If you’re a former action star of a certain age, there’s a certain undeniable appeal to going meta. As exemplified by Jean-Claude Van Damme—who’s done it at least twice now, with the semi-serious JCVD, and his much goofier Amazon series Jean-Claude Van Johnson—nothing says “I am aware that I, and my career, are inherently ridiculous” like painting yourself on-screen as some sort of self-destructive prima donna, gleefully taking swipes at your own persona. Done wrong, and it comes off as little more than insincere public self-flagellation, but if you can pull it off, the meta route can feel like a refreshing dose of honesty, inviting the audience behind a manufactured “badass” mask.

Few ’80s stars were as defined by that kind of public disguise as Australian comic Paul Hogan, who ended up playing vested knife identifier Michael “Crocodile” Dundee in three films across his career (the latest coming as recently as 2001). Now Hogan—who briefly revisited the role for a hoax-y Australian tourism campaign starring Danny McBride as “Crocodile Dundee Jr.” earlier this year—is preparing to play perhaps his greatest role of all: Himself. (Although honestly, we might have to take that back, because we do enjoy Crocodile Dundee quite a bit.)

Per Variety, Hogan is set to star in a new fiction film, The Very Excellent Mr.
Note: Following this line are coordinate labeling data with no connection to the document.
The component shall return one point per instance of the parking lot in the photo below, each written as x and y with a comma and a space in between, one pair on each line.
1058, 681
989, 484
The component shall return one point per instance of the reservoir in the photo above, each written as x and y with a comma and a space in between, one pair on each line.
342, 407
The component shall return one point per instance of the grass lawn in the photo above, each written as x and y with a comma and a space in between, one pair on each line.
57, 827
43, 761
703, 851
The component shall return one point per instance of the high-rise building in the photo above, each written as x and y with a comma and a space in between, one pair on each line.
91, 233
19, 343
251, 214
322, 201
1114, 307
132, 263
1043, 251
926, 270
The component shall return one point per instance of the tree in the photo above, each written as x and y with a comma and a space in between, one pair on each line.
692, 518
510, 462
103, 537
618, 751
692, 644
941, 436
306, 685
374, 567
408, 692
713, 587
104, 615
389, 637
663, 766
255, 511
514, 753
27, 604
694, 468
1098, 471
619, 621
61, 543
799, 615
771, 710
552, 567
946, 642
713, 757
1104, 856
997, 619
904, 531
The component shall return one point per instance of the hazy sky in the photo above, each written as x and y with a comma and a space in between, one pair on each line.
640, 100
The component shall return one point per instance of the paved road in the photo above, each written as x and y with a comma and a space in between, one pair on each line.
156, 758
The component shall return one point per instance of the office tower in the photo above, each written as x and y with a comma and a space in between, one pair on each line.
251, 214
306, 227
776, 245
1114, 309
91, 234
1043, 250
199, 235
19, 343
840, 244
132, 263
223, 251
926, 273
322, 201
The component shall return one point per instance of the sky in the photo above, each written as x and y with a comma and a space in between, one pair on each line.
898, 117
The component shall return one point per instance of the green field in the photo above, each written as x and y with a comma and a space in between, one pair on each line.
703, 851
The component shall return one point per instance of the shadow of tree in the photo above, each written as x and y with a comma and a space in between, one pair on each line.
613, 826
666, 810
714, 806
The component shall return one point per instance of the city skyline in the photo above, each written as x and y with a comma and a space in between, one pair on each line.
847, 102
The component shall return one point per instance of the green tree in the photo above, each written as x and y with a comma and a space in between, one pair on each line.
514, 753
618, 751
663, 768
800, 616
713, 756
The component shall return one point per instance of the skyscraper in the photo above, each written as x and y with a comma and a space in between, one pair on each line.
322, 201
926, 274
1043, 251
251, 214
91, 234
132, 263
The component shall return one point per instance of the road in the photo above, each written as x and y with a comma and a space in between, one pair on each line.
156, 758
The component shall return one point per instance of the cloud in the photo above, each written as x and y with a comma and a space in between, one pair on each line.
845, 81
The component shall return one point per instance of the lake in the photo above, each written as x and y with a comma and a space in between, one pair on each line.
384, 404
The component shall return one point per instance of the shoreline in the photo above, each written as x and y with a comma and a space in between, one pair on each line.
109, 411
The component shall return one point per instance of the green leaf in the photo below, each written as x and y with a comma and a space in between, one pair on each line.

Dundee, which is about him trying to receive a knighthood for his service to acting, and instead managing to destroy his life and reputation in the process. The film is being directed by Dean Murphy, who’s apparently taken Hogan on as his aging Aussie muse, directing his last three sporadically produced films: 2004's “straight guys pretend to be gay for tax purposes” comedy Strange Bedfellows, father-son fishing trip Charlie & Boots, and the joke-focused ensemble comedy That’s Not My Dog, which came out earlier this year.